Am Sam Ath, deputy director of rights group LICADHO, said he was concerned about cases of fraud or brokers who sought to defraud workers seeking to work abroad, saying many were involved in illegal trafficking.

He said most Cambodians migrant workers feel they have no choice but to trust the brokers because they are desperate to find work. In addition, very few have the means to research an agent or company before agreeing to sign up with them.

“The authorities need to strictly enforce legal measures and hunt down anyone involved in illegal recruitment. People should be able to find ways to migrate legally, as there are far less risks, and far more access to social protection,” said Sam Ath.

Banteay Meanchey provincial deputy governor Ros Sophany said as long as CENTRAL is working for the benefit of the people of the province, the authorities will support their activities.

She said CENTRALs public awareness campaign is doing important work by letting people know what their rights are and offering them tips to stay safe. It also lets them know who they can contact should problems arise.

“The campaign is not going to guarantee safe migration for everyone, but it is reducing some illegal migration, and helps the authorities to work more effectively, as migrants workers know who to call for help,” she added.

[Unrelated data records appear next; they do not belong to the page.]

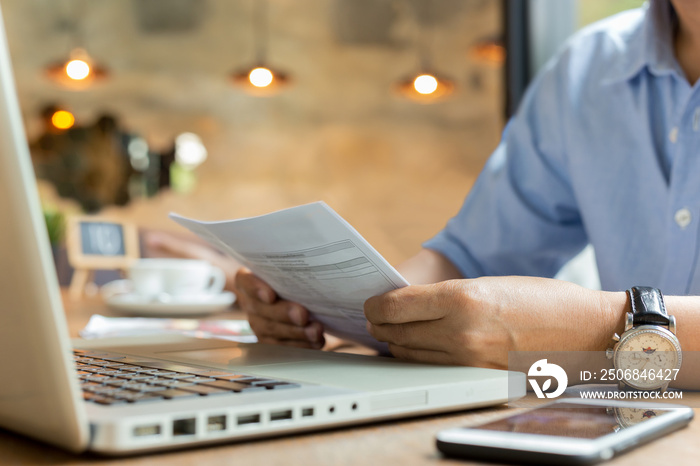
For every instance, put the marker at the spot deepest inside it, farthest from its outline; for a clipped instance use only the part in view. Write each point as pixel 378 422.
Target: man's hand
pixel 275 320
pixel 476 322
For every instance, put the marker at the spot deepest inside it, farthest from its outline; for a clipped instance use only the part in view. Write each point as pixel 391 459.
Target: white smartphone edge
pixel 507 445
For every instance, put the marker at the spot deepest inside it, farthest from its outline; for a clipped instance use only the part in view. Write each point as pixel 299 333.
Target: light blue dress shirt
pixel 604 149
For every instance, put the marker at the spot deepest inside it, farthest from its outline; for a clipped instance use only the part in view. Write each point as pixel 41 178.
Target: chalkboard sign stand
pixel 98 243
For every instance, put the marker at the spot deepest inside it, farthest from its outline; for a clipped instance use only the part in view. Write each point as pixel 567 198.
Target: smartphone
pixel 569 431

Speaking from Prey Veng province on March 14, Minister of Interior Sar Kheng requested that the public join the authorities in fighting the scourge of human trafficking.

“Cooperating with the relevant authorities is an effective way to protect human rights,” he said.

“The people, authorities and the armed forces must work together to protect peace, political stability and social order. They can do this by something as simple as supporting the implementation of the safe village and commune policy or obeying the traffic laws,” he added.

Last year, CENTRAL recorded 92 cases where undocumented Cambodian migrant workers were detained by Thai authorities at the border. The cases involved 2,121 individuals, over 40 per cent of them women or children.